Solved – Correlation of latent variables: Sum-scores vs. SEM correlation

confirmatory-factorfactor analysisstructural-equation-modeling

I use a set of about 20 attitudinal items and confirmatory factor analysis (CFA). Loadings and model for are sufficient. In the next step, I want to test for correlations between these latent factors. I calculate factor scores based on the CFA. And here comes my question: If I calculate correlations between these factor scores, correlations are quite high (up to .7). If I calculate sum scores (adding up the items) and correlate these scores I get only a medium correlation. How does this come?
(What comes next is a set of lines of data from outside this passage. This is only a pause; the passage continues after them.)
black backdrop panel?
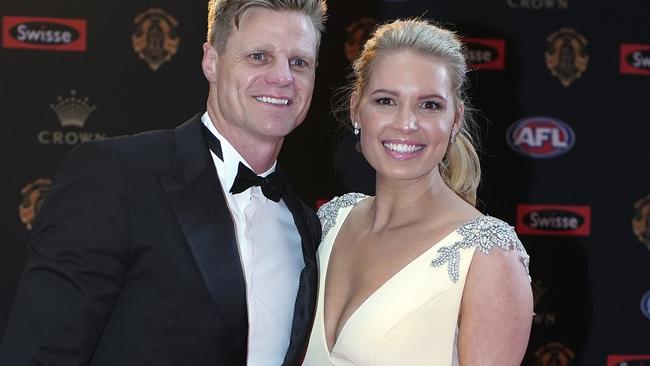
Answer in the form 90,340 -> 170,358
0,0 -> 650,366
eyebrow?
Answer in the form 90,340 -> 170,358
370,89 -> 447,101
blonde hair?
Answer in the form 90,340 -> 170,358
349,19 -> 481,205
207,0 -> 327,53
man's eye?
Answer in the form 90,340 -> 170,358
289,58 -> 307,68
250,52 -> 266,61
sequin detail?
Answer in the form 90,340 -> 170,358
431,216 -> 530,282
318,192 -> 368,240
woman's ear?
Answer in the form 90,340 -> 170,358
451,102 -> 465,132
350,92 -> 359,127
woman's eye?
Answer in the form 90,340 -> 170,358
377,98 -> 395,105
422,102 -> 439,109
289,58 -> 307,68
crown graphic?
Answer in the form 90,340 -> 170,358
50,90 -> 95,127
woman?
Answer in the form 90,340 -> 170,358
303,20 -> 533,366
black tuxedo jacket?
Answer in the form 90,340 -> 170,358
0,116 -> 320,366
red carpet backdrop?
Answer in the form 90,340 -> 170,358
0,0 -> 650,366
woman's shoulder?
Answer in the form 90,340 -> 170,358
431,215 -> 530,282
317,192 -> 368,237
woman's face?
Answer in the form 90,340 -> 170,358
351,51 -> 462,180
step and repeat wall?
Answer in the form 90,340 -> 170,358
0,0 -> 650,366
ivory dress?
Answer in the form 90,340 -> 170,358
303,193 -> 528,366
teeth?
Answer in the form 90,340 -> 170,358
384,142 -> 424,153
255,97 -> 289,105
I am aware that the latent factor in the CFA are weighted while the sum scores are not. However, I do not think that this can be the reason for the different correlations.

General framework: N > 8000, Likert scale, attitude items.
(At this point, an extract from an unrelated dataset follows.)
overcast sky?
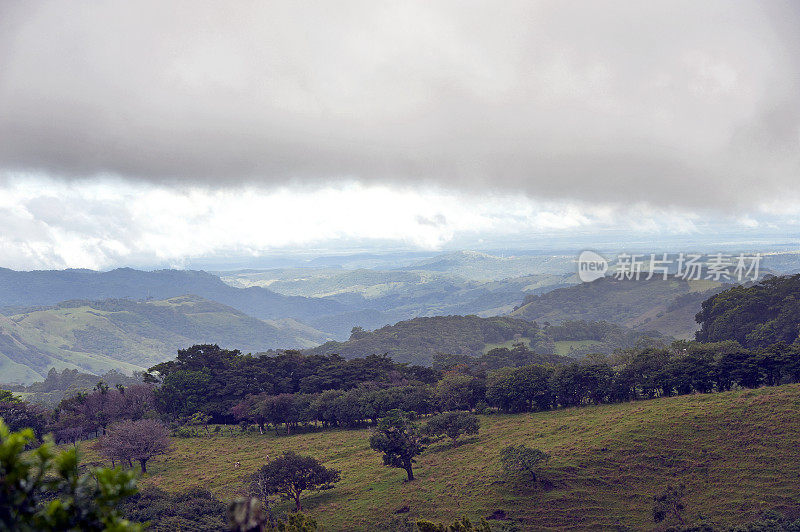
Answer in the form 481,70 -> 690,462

This is a similar topic, but does not on the possible differences between the two methods.
Correlational study or ordinal data using 5-point Likert scale

edited to make the question more clear

Best Answer

I assume that you are thinking of a simple structure in which each of the 20 items loads on exactly 1 factor. Suppose items 1-10 load on factor 1, and 11-20 load on factor 2. Then you could average items 1-10, average items 11-20 for each individual and calculate their correlation. Alternatively, you can estimate factor scores for the factors and obtain an estimate of the correlation that way. If you do a CFA, allowing the correlation between factors to be free, the software will estimate that parameter for you. Is this your question?
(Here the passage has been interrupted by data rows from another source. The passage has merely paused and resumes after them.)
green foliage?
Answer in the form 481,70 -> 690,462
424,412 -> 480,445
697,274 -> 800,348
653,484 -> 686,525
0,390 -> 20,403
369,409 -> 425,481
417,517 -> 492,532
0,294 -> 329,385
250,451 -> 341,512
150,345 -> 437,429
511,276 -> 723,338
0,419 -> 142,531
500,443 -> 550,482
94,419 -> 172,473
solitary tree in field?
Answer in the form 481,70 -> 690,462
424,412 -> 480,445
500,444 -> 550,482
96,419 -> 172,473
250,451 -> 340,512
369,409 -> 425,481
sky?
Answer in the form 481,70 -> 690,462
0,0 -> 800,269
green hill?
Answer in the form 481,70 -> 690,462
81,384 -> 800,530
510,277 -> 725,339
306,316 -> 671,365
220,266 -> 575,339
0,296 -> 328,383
So yes ... these two statistics will be different. You can think of each item as being a noisy estimator of factor 1 or factor 2 (as appropriate). Taking the average will reduce the noise, but you still have noisy observations. Adding noise to a pair of variables reduces their correlation, so the first statistic will be biased downwards as an estimate of the correlation you seek. This is true even if the factor loadings are the same.

In confirmatory factor analysis, you estimate the various components of the model (uniqueness variances, loadings, factor covariances) through maximum likelihood (or some other method), so you end up actually estimating the parameter of interest (the factor correlation).

As a bonus, you can still get the covariance of the factors in a more complex model, where items load on more than 1 factor. Sum scores would totally not work in that case, but the covariance of the factors will emerge from the optimization.